Meskipun terjadi pelemahan, Bank Indonesia (BI) tetap optimistis terhadap kinerja rupiah yang dinilai relatif kuat dibandingkan negara lain. Dalam perspektif yang lebih luas, apakah optimisme ini beralasan?

Mengukur optimisme BI

Optimisme BI didasarkan pada perbandingan depresiasi rupiah dengan mata uang negara lain. Memang benar bahwa dalam konteks regional dan global, pelemahan rupiah terlihat lebih moderat.

Namun, argumen ini mungkin kurang relevan bagi masyarakat yang merasakan dampak langsung dari depresiasi mata uang.

Triple intervensi yang dilakukan BI, seperti intervensi di pasar DNDF, pasar spot, dan pasar SBN, memang berhasil menjaga stabilitas sementara.

Namun, efektivitas jangka panjang dari strategi ini masih perlu diuji, terutama jika tekanan eksternal terus meningkat.
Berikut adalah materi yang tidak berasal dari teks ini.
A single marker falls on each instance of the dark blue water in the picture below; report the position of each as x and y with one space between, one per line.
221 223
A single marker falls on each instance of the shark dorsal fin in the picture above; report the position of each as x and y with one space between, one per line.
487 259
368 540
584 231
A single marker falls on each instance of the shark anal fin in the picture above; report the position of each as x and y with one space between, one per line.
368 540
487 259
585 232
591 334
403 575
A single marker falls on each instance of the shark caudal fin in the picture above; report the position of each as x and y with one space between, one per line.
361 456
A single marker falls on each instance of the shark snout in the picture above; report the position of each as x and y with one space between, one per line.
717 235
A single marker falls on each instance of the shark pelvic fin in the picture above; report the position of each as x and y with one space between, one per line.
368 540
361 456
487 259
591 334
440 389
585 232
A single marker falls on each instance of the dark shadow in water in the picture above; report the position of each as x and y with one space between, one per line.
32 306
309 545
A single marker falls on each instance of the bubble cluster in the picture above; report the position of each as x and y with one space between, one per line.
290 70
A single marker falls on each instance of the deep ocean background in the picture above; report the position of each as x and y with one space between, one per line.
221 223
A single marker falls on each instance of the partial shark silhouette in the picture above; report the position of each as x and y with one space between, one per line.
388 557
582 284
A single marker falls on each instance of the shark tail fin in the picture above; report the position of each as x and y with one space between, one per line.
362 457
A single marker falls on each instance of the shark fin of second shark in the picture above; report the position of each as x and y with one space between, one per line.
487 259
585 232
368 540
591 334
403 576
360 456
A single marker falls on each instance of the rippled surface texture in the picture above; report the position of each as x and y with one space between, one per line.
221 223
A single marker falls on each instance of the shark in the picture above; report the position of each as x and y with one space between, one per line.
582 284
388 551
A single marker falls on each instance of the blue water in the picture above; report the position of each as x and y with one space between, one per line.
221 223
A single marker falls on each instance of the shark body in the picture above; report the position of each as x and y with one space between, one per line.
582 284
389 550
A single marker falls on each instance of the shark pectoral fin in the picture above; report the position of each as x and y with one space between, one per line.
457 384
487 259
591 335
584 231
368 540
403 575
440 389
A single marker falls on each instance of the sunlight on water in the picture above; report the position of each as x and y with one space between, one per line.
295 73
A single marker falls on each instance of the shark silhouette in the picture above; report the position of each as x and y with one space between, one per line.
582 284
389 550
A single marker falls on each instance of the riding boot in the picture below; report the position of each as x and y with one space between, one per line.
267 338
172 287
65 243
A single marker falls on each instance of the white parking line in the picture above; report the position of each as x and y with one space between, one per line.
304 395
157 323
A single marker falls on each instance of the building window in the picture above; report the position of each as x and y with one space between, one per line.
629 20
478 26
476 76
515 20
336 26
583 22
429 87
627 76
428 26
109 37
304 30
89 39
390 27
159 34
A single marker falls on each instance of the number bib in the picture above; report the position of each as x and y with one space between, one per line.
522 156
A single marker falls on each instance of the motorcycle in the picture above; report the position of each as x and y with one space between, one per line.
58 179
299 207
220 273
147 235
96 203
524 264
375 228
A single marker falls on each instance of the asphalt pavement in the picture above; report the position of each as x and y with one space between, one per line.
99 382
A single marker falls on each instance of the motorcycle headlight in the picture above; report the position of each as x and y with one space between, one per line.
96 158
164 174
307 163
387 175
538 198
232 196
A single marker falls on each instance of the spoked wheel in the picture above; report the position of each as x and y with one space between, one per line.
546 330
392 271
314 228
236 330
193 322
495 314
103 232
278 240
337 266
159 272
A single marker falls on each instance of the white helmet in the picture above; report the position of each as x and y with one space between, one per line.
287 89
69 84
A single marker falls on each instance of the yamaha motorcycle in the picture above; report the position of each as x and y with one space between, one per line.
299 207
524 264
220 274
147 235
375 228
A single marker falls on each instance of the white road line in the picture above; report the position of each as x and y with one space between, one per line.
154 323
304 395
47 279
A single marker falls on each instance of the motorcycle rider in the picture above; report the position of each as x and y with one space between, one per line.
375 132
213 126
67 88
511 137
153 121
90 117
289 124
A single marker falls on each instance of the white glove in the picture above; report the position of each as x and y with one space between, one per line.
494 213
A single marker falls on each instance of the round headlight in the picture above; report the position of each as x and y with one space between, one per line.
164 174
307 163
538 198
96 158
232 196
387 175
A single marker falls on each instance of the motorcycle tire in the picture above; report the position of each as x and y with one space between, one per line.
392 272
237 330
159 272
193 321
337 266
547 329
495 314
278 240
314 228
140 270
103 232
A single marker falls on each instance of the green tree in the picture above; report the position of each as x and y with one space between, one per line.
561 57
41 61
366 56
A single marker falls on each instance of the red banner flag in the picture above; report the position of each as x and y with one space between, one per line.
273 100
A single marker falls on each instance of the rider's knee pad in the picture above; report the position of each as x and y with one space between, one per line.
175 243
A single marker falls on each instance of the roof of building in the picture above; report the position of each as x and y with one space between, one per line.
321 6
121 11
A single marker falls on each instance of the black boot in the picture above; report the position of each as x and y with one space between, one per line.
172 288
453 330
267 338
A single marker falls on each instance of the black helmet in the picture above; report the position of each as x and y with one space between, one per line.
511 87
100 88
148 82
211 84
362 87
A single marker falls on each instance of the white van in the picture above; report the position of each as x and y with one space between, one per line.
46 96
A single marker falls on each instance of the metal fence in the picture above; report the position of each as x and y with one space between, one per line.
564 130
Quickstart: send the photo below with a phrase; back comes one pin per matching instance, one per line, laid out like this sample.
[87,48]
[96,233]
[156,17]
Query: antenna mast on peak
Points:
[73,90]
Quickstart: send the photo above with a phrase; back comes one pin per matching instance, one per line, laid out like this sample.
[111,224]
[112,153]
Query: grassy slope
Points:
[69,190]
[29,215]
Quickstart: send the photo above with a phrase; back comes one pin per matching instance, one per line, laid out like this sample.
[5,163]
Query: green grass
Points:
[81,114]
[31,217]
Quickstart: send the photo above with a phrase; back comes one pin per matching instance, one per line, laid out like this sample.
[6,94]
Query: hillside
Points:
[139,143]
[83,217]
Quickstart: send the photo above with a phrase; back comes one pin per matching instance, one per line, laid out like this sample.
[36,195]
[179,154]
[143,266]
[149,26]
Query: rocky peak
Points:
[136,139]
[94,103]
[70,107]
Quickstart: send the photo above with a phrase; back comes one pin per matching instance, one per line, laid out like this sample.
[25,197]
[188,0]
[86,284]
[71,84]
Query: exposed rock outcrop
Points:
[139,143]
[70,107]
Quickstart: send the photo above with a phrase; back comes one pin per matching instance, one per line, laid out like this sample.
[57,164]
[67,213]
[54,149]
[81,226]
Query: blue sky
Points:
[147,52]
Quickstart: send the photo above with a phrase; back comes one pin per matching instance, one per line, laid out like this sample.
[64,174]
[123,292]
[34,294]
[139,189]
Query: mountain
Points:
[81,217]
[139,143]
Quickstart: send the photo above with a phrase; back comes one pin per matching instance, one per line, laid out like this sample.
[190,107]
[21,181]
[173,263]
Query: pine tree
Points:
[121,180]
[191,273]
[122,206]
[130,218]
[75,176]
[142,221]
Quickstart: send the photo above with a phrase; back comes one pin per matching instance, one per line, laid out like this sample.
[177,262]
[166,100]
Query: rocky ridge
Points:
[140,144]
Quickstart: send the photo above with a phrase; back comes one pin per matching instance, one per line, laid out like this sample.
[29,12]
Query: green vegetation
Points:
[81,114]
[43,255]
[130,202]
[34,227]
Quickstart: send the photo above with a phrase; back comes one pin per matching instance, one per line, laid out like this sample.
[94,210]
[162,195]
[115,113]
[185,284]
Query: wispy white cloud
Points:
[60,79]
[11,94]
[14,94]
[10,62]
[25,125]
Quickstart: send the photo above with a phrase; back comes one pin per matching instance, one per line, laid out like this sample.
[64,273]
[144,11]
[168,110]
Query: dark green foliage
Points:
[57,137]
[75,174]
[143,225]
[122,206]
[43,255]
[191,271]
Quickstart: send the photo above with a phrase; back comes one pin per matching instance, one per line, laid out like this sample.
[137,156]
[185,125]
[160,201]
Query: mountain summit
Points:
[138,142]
Pelemahan rupiah kali ini membawa kita untuk melihat kembali sejarah dan mengambil pelajaran dari krisis mata uang dari tiga generasi mata uang.

Tiga generasi krisis mata uang yang terjadi sejak awal 1980-an, memberikan pelajaran berharga bagi pembuat kebijakan tentang pentingnya menjaga kredibilitas dan stabilitas ekonomi.

Meskipun krisis mata uang generasi pertama di Amerika Latin pada awal 1980-an, generasi kedua di Eropa dan Meksiko pada 1990-an, dan generasi di Asia pada akhir 1990-an memiliki karakteristik unik, mereka semua menunjukkan bahwa kebijakan yang tidak kredibel dapat dengan cepat memicu kepanikan dan pelarian modal yang merusak ekonomi.

Pada setiap generasi krisis, perilaku eksuberan (merujuk pada euforia atau antusiasme berlebihan dari pelaku pasar/investor) sebelum krisis menjadi ciri umum.

Arus masuk modal jangka pendek atau ‘hot money’ yang besar mengalir ke negara-negara yang menjanjikan nilai tukar tetap dan stabil.

Namun, ketika kepercayaan terhadap kemampuan pemerintah untuk mempertahankan nilai tukar tersebut mulai goyah, investor dengan cepat menarik modal mereka, memicu krisis mata uang.

Ini terlihat jelas di Amerika Latin pada awal 1980-an, ketika spekulan meragukan kemampuan pemerintah untuk mempertahankan patokan nilai tukar mereka, dan di Asia pada akhir 1990-an, ketika investor kehilangan kepercayaan pada pasar keuangan yang terlalu berlebihan.

Krisis mata uang generasi pertama

Krisis ini bermula ketika Amerika Serikat di bawah Gubernur Fed Paul Volcker menaikkan suku bunga secara agresif pada akhir 1979, untuk menekan inflasi yang tinggi akibat lonjakan harga minyak dekade tersebut.

Kenaikan suku bunga ini berdampak besar bagi negara-negara Amerika Latin seperti Chili, Brasil, Meksiko, dan Argentina yang saat itu menganut rezim nilai tukar tetap atau crawling peg terhadap dolar AS dalam skema yang disebut Tablita.

Aliran modal jangka pendek atau hot money yang sebelumnya banyak masuk ke negara-negara ini, mendadak berbalik arah mengalir kembali ke Amerika Serikat untuk mendapatkan imbal hasil yang lebih tinggi dari suku bunga yang naik.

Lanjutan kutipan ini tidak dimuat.